A statistics professor plans classes so carefully that the lengths of her classes are uniformly distributed between 50.0 and 55.0 minutes. Find the probability that a given class period runs between 51.5 and 51.75 minutes. Find the probability of selecting a class that runs between 51.5 and 51.75 minutes. \( \square \) (Round to three decimal places as needed.)
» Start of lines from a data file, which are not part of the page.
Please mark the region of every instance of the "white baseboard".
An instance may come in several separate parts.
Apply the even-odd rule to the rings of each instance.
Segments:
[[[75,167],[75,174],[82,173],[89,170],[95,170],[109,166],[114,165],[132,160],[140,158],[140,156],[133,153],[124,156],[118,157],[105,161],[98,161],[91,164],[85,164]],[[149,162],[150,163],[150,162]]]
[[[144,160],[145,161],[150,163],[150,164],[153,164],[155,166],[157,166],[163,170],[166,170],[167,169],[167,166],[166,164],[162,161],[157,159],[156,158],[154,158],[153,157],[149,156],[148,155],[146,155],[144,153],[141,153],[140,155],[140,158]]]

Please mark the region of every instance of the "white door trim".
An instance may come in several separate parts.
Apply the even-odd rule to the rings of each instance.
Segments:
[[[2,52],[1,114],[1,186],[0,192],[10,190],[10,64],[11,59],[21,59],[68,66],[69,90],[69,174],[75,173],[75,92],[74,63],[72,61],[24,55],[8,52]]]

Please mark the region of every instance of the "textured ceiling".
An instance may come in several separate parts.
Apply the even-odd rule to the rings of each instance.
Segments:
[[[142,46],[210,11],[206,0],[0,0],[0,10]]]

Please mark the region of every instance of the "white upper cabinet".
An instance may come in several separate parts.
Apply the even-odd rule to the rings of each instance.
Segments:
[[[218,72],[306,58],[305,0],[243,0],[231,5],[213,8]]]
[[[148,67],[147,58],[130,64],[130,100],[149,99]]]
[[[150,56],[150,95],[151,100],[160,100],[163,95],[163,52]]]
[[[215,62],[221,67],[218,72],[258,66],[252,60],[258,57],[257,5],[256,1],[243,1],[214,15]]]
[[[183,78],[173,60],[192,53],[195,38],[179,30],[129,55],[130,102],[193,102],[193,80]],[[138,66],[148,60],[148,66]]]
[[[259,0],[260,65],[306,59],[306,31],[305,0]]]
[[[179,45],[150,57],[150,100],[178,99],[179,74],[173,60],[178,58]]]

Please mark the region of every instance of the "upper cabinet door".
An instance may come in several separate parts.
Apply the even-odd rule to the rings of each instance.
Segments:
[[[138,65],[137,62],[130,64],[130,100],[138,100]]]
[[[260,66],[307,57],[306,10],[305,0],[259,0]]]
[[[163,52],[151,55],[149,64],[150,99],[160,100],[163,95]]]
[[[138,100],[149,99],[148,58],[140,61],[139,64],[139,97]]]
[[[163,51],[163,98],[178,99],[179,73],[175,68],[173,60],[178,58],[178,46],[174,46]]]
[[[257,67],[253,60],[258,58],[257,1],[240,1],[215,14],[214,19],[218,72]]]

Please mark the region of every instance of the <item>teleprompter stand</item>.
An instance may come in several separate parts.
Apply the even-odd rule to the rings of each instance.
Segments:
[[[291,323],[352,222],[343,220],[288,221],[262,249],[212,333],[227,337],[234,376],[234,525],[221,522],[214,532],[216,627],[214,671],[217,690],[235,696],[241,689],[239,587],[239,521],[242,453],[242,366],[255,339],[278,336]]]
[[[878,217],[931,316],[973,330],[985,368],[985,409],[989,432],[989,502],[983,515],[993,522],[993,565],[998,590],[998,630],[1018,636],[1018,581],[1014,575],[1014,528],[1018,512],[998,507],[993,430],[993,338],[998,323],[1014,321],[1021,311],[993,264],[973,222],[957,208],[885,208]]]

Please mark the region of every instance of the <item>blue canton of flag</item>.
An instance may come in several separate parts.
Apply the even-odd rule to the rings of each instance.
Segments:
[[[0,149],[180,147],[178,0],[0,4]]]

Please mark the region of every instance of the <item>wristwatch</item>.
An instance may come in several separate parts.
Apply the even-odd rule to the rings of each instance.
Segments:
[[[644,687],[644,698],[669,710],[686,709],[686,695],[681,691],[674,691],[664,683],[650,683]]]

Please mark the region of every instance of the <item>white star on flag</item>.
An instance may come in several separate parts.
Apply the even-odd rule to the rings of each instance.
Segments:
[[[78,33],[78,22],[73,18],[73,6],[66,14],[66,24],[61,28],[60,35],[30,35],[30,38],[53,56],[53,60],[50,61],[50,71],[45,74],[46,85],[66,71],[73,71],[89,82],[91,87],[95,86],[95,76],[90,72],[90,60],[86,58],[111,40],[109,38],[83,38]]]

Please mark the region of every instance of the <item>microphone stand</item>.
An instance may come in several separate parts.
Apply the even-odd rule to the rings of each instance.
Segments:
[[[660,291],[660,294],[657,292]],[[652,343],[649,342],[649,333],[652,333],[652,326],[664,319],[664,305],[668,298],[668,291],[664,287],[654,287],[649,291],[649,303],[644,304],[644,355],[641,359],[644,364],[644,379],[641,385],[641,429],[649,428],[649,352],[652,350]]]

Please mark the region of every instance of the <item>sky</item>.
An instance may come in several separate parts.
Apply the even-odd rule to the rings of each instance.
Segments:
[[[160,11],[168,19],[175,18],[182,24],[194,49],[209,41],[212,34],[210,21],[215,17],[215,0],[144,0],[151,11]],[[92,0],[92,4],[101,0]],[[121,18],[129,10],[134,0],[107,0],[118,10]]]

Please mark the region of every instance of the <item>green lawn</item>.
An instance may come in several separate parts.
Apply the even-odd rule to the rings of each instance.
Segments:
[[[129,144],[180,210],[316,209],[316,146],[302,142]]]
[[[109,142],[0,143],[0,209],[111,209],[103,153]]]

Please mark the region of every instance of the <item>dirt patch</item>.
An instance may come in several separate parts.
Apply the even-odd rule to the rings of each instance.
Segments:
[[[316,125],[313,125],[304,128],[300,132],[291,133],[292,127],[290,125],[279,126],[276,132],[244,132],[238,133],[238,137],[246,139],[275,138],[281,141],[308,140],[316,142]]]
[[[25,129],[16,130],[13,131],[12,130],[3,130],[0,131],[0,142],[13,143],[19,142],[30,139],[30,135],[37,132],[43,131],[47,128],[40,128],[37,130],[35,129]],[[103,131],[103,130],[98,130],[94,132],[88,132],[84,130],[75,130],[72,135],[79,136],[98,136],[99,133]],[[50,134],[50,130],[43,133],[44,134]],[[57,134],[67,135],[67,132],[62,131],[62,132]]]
To find the probability that a given class period runs between 51.5 and 51.75 minutes when the lengths are uniformly distributed between 50.0 and 55.0 minutes, we can use the formula for the probability of a uniform distribution: \[ P(a \leq X \leq b) = \frac{b - a}{d - c} \] where \( [c, d] \) is the range of the distribution, and \( [a, b] \) is the range for which we want to find the probability. In this case, \( c = 50.0 \), \( d = 55.0 \), \( a = 51.5 \), and \( b = 51.75 \). Plugging in the values: \[ P(51.5 \leq X \leq 51.75) = \frac{51.75 - 51.5}{55.0 - 50.0} \] \[ P(51.5 \leq X \leq 51.75) = \frac{0.25}{5.0} = 0.05 \] So, the probability that a class lasts between 51.5 and 51.75 minutes is \( \boxed{0.050} \) (rounded to three decimal places).